Se o nobre cavalheiro – ou a formosa dama, tanto faz – já
se levanta da cama “reinando”, de cara torta com quem circula ao derredor,
estressado ao último, alguma coisa não está bem regulada no interior da carcaça
mimosa. Caso blasfeme amiúde no trânsito, no trabalho, com o pedreiro ou passe
uma descompostura o único garçom do boteco, o diagnóstico aponta a necessidade
de ajuda psicológica pra ontem, e eu tenho uma sugestão que não costuma falhar:
vá a um enterro sempre que possível.
São vários os benefícios trazidos pela visita ao corpo
presente do semelhante que partiu. Cito apenas dois, para não me tornar
enfadonho.
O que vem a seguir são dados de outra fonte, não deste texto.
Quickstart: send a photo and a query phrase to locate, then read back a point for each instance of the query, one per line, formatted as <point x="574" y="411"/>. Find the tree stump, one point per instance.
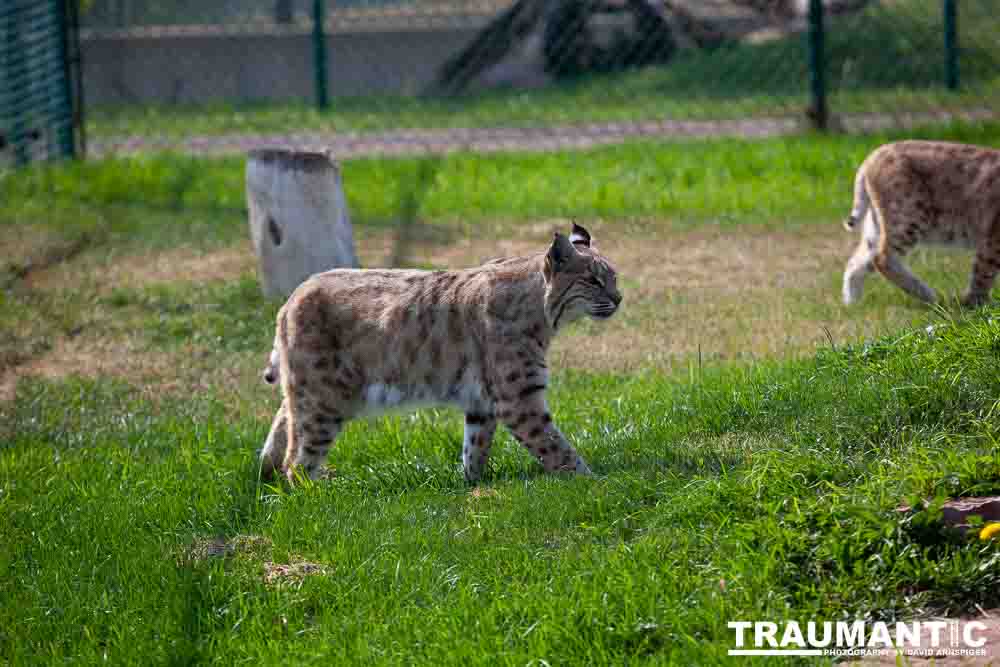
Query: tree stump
<point x="298" y="217"/>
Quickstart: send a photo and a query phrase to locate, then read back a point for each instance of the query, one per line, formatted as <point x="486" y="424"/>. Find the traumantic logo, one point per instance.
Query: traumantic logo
<point x="860" y="638"/>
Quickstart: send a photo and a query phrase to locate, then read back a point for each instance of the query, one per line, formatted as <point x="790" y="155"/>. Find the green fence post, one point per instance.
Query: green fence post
<point x="64" y="102"/>
<point x="817" y="65"/>
<point x="951" y="44"/>
<point x="17" y="80"/>
<point x="319" y="53"/>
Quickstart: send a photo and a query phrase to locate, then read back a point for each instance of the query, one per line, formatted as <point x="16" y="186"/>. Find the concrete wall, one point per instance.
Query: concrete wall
<point x="184" y="68"/>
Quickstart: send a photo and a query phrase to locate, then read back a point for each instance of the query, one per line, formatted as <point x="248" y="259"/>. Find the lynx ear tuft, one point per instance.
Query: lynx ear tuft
<point x="560" y="252"/>
<point x="579" y="235"/>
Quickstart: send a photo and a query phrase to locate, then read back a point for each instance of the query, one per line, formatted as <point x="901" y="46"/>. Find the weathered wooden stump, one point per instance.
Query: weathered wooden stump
<point x="299" y="221"/>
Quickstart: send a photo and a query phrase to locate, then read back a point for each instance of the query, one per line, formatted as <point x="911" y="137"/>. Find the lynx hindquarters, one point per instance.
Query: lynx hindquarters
<point x="932" y="192"/>
<point x="352" y="342"/>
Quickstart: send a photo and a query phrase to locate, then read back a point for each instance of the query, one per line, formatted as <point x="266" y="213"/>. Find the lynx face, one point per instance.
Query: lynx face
<point x="579" y="281"/>
<point x="354" y="342"/>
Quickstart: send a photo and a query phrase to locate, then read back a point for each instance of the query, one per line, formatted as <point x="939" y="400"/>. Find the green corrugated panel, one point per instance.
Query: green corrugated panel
<point x="36" y="107"/>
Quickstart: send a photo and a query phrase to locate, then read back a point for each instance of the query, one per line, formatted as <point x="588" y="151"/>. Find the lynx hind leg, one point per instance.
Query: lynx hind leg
<point x="313" y="423"/>
<point x="911" y="220"/>
<point x="479" y="430"/>
<point x="984" y="272"/>
<point x="861" y="262"/>
<point x="530" y="422"/>
<point x="310" y="435"/>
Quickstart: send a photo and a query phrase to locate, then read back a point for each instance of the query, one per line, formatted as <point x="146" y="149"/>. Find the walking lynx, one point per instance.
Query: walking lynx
<point x="355" y="342"/>
<point x="925" y="191"/>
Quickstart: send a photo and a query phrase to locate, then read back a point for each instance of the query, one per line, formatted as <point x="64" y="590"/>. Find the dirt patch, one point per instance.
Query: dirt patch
<point x="91" y="358"/>
<point x="293" y="574"/>
<point x="222" y="547"/>
<point x="704" y="294"/>
<point x="479" y="493"/>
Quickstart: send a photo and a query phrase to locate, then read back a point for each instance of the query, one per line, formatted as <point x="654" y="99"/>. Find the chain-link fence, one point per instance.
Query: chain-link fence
<point x="398" y="76"/>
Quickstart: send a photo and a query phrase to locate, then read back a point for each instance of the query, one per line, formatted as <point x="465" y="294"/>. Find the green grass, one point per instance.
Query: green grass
<point x="779" y="479"/>
<point x="885" y="59"/>
<point x="728" y="182"/>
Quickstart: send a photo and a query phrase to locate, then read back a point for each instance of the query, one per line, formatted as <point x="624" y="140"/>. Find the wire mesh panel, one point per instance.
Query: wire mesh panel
<point x="407" y="75"/>
<point x="893" y="60"/>
<point x="36" y="98"/>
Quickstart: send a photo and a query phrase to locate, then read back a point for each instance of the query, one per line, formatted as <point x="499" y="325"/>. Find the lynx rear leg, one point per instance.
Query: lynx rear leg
<point x="984" y="272"/>
<point x="909" y="222"/>
<point x="479" y="430"/>
<point x="891" y="266"/>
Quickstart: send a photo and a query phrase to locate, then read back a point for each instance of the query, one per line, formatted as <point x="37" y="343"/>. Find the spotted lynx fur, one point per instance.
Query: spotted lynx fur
<point x="925" y="191"/>
<point x="356" y="342"/>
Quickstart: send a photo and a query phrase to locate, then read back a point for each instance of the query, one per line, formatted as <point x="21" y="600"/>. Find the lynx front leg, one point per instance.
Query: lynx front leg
<point x="273" y="453"/>
<point x="479" y="429"/>
<point x="312" y="428"/>
<point x="530" y="422"/>
<point x="860" y="264"/>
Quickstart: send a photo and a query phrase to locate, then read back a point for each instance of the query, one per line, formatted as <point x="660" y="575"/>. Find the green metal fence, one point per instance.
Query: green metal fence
<point x="38" y="83"/>
<point x="426" y="75"/>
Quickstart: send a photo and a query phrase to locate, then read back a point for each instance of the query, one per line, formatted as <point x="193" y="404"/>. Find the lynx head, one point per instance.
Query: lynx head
<point x="578" y="280"/>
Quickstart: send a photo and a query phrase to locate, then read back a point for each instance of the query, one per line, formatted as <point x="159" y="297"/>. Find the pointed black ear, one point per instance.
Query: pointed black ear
<point x="579" y="235"/>
<point x="561" y="251"/>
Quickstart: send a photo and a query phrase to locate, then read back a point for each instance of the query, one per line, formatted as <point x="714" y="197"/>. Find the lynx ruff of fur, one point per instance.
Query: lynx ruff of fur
<point x="925" y="191"/>
<point x="356" y="342"/>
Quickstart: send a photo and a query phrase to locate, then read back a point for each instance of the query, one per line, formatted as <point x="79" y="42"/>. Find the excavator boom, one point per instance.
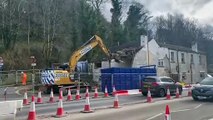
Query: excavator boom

Primeiro, o velório não será o teu, o que se constitui numa enorme
vantagem em termos pessoais e financeiros. Em segundo lugar, o aspecto
esbranquiçado do de cujus, aquele imobilismo perene, sabe-se lá com que grau de
contrariedade, vai te conduzir à impiedosa realidade da finitude humana, do
quanto é breve a jornada terrena. E mostra que não passas de um morto em
potencial, um cadáver adiado, como dizia Fernando Pessoa, apenas no aguardo do
sinal da trombeta assoprada pela Magra.
Quem estiver sendo velado nem precisará ser das tuas
relações afetivas. Rico, remediado, pobretão, isso é o que menos interessa. O
fundamental diz respeito ao entorno, ao caráter pedagógico da situação
irreversível lançada à observância dos passantes.
Eis ali o retrato cáustico do tudo que se transforma em
nada, absolutamente nada, de uma hora pra outra. Se aquele despojo esmaecido
amou até a sofreguidão, se foi correspondido nas afeições mais intensas, se
realizou grandes negócios, se contribuiu com o dízimo para a igreja ou logrou
meia dúzia de incautos, nada disso terá importância doravante. Ao invés das
colunas sociais, agora o obituário. Acabou ali a trajetória enquanto ser
físico, e cumpriu-se o fadário ao qual não se pode fugir, bater em retirada.
A vida é mesmo muito frágil, uma bobagem, algo
irrelevante. Somos um bando de miseráveis errantes, um amontoado de ossos. Só
temos as digitais da pele como propriedade, pois até a alma tem dono. Nem os
filhos nos pertencem, pois são um empréstimo de Deus, que pode tirá-los quando
bem entender, sem qualquer aviso prévio.
Entre os dois episódios significativos da existência –
nascimento e morte –, haverá um lapso temporal com certa cronologia, quem sabe
aproveitado com atitudes de bondade, mas quiçá despendido com grotescos gestos
de desventura. Acontece que, mais dia, menos dia, estaremos nós entre quatro
velas de esparmacete, cravando um ponto final no que eventualmente existiu de
construtivo ou nefasto. Não custa rememorar a maior de todas as certezas: este
mundo não nos pertence. Estamos com o bilhete da passagem amarfanhado no bolso
do paletó, e a sentença irrecorrível determina a partida sem questionar o
conteúdo do nosso prontuário arquivado nas gavetas do Senhor.
É preciso dar lugar aos outros com urgência de chegar. E
depois, se maus ou benevolentes, o tempo se encarregará de destruir o que
fomos. Somente a terra, mãe dadivosa, nos dispensará a devida atenção, face às
exigências da cadeia alimentar.
É claro que alguém sentirá alguma saudade, talvez a família
num primeiro momento, mas te pergunto: se morremos um pouco a cada recordação,
para que serve o passado, senão para lembrar aos presentes, aos que choram e
sentem o olor das velas, que ainda estão vivos?